Monday, August 29, 2011

Signed Bible

Honestly, Jesus, you dot your i's with hearts? I never did that, not even as a little girl.

Sunday, August 28, 2011

Only in New York

So, reading up on history today, and apparently there was a mayor of New York who tried to have George Washington killed. Yes, that George Washington.
I tend to tell my friends stories from history a fair amount of the time. I think some of them think I'm making them up, which is why I can't tell them this story because it is way too crazy. There are too many details that sound made up, like the fact that this idea was planned out in a tavern. The moment that came out of my mouth everyone would think this was a tall tale. Me? I think it's the sort of thing that could only happen in New York.

Monday, August 22, 2011

Good Grief

I guess this is what I get for not paying attention to literature, because apparently everyone is writing grief memoirs.
I don't know if I particularly care or mind that it's all about grief right now. I've tried writing about grief; it's hard. It usually requires a certain amount of backstory to make the readers understand it. And it's so easy to slip into ridiculous language and metaphors. Really, I would wish people would write about difficult subjects more often.
Otherwise, I really liked this article because I learned some things. I had no idea who had founded the five stages of grief, for example. (This woman also insisted that grief must be told to be healed, an idea I also really like.) I also loved the term "writing meat" that Muriel Spark used. Seems like a really wonderful term. And apparently T.S. Eliot used the image of "shoring these fragments against our ruin," which I also really like.

Bachman and Terrorism

Nate and I have been talking (and making jokes about) Michele Bachman all summer. Today I read that one of Bachman's staffer was charged with terrorism.
As weird as this might be to say, I'm a little relieved. When I saw it had to do with Uganda, the first thing I thought was "Oh no, this is going to be about one her staffers being involved with that anti-homosexual movement there that has so quickly become violent" especially since other religious right leaders got involved and (if there is anything even vaguely Christian in them) hopefully regret it.
However, this charge of terrorism is really fascinating.

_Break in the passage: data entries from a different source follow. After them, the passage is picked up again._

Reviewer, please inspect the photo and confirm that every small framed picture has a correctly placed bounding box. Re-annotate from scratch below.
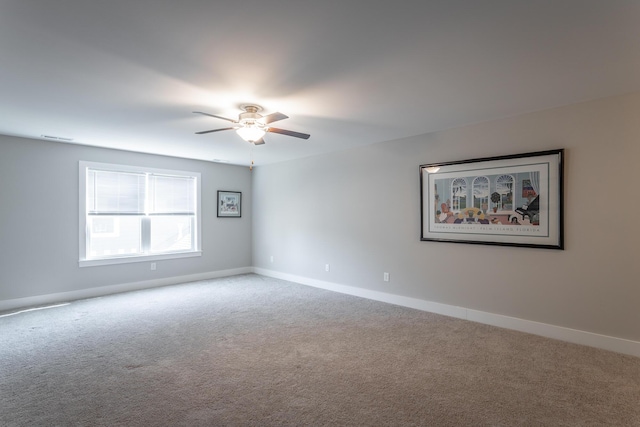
[218,191,242,218]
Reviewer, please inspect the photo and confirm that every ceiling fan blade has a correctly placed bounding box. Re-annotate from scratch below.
[194,111,238,123]
[266,128,311,139]
[196,127,237,135]
[257,113,289,125]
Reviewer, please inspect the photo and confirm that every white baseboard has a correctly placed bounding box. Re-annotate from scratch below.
[0,267,253,312]
[253,267,640,357]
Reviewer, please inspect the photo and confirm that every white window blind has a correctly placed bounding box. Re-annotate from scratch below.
[80,162,200,265]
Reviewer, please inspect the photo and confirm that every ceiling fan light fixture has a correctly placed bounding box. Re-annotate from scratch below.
[236,124,266,142]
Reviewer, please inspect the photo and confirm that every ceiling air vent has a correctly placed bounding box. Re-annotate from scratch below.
[40,135,73,142]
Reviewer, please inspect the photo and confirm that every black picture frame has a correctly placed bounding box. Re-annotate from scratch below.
[420,149,564,250]
[218,190,242,218]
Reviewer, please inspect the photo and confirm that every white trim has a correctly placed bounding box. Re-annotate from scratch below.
[78,251,202,267]
[253,267,640,357]
[0,267,253,312]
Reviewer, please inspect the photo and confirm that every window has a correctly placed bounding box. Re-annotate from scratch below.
[451,178,467,212]
[80,162,200,266]
[472,176,489,212]
[496,175,515,211]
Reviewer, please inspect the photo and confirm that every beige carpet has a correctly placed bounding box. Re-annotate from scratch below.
[0,275,640,427]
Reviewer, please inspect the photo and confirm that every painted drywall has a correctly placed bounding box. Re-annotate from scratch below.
[253,93,640,341]
[0,135,252,301]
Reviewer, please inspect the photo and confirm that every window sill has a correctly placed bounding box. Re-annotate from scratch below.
[78,251,202,267]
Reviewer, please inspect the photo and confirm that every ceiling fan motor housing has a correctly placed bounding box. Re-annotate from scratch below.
[238,105,264,126]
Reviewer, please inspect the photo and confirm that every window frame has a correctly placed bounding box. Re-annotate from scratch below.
[78,160,202,267]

It is the sort of thing that Republicans would accuse Democrats of doing. I wonder if the mainstream media will report this and what they will say. (And, obviously, what Bachman will have to say about it.)

Saturday, August 20, 2011

Museum Sign


I couldn't help but smile when I saw this. I really hope an intern did this.

Friday, August 19, 2011

"Rocket Scientist" by Teddybears


I have this weird love of science songs. (See what I mean in that last sentence about weird?)
I actually first got into this song because of Eve, who I always liked for being a strong woman in the songs I heard her rap on. And then I really fell in love with this song for the heavy beats that sort of reminded me of a techno-influenced Spoon.
There's also something just really silly about this song. I think if someone read me these lyrics, I would think they were awful, but hear I am, dancing to this song.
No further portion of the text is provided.